Abstract：Objective To examine the causal relationship between inflammatory cytokines and premature ovarian insufficiency (POI) using bidirectional Mendelian randomization (MR) approach, so as to provide the basis for the prevention and treatment of POI. Methods The data for 91 inflammatory cytokines were sourced from the IEU OpenGWAS database, comprising 14 824 participants. GWAS data for POI were sourced from the FinnGen database, including 118 484 individuals (among which 254 were POI cases). MR analysis was performed using the inverse variance weighted (IVW) method with inflammatory cytokines as exposure and POI as the outcome for forward MR analysis and POI as the exposure and inflammatory cytokines as outcome for reverse MR analysis. Sensitivity analysis were conducted using Cochran's Q test, MR-Egger regression, and the MR-PRESSO test. Results Forward MR analysis demonstrated statistically significant associations between POI and interleukin-10 (OR=0.410, 95%CI: 0.233-0.721), interleukin-33 (OR=2.826, 95%CI: 1.228-6.504), C-C motif chemokine ligand 19 (OR=0.583, 95%CI: 0.364-0.932), monocyte chemoattractant protein-3 (OR=0.559, 95%CI: 0.335-0.936), interleukin-18 receptor 1 (OR=1.370, 95%CI: 1.030-1.821), and interleukin-13 (OR=1.990, 95%CI: 1.034-3.832). Reverse MR analysis revealed significant negative associations between POI and 15 inflammatory cytokines, including C-C motif chemokine ligand 23 (OR=0.981, 95%CI: 0.968-0.994) and axin-1 (OR=0.978, 95%CI: 0.963-0.994). Sensitivity analysis showed no evidence of heterogeneity or horizontal pleiotropy (all P>0.05).
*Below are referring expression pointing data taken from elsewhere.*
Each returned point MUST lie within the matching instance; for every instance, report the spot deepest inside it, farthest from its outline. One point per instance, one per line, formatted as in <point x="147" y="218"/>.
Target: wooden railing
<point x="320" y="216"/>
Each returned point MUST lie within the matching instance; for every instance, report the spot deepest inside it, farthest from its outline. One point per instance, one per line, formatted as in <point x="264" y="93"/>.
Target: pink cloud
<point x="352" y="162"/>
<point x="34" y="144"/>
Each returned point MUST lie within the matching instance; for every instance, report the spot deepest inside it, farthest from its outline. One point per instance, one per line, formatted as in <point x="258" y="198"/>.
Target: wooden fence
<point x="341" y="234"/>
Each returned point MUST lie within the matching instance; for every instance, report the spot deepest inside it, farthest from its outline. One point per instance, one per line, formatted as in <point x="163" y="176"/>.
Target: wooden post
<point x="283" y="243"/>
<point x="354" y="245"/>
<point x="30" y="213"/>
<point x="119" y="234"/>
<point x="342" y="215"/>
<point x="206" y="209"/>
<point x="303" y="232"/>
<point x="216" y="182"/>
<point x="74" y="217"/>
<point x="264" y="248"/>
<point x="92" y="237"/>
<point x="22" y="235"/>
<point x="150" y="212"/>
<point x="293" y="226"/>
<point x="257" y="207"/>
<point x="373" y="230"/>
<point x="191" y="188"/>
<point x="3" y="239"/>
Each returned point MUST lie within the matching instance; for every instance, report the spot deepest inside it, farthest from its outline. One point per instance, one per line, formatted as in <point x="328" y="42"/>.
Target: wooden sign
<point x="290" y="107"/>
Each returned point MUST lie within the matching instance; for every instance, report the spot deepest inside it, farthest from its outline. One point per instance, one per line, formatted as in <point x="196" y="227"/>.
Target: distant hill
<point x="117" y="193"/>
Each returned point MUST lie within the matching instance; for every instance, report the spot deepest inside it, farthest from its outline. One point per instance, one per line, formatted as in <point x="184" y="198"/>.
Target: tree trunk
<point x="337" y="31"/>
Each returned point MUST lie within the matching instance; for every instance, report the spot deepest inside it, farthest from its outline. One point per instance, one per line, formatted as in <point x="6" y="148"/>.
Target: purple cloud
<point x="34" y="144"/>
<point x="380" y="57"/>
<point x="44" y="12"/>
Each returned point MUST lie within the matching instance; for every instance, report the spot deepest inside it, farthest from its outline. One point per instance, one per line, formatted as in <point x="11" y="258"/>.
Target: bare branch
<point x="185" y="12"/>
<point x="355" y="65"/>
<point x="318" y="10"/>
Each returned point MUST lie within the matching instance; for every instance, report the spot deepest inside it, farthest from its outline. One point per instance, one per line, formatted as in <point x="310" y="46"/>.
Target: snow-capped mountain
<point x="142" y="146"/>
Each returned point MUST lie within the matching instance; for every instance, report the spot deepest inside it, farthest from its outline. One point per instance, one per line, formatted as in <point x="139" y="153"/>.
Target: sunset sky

Conclusion Elevated levels of interleukin-33, interleukin-18 receptor 1 and interleukin-13 were associated with an increased risk of POI, while POI may be associated with decreased levels of 15 inflammatory cytokines including C-C motif chemokine ligand 23 and axin-1.

Key words： inflammatory cytokine premature ovarian insufficiency Mendelian randomization

收稿日期: 2024-12-17 修回日期: 2025-03-12

中图分类号:

R711

基金资助:国家自然科学基金项目（82260897）; 贵州省苗医药全省重点实验室（黔科合平台[2025]018）

作者简介: 高增杰,博士研究生在读,中医学专业

通信作者: 孔祥艳,E-mail：314745595@qq.com

引用本文:

高增杰, 孔祥艳, 李来来, 柴艺汇. 炎症因子与早发性卵巢功能不全的双向孟德尔随机化研究[J]. 预防医学, 2025, 37(5): 512-516,520.
GAO Zengjie, KONG Xiangyan, LI Lailai, CHAI Yihui. Association between inflammatory cytokines and premature ovarian insufficiency: a bidirectional Mendelian randomization study. Preventive Medicine, 2025, 37(5): 512-516,520.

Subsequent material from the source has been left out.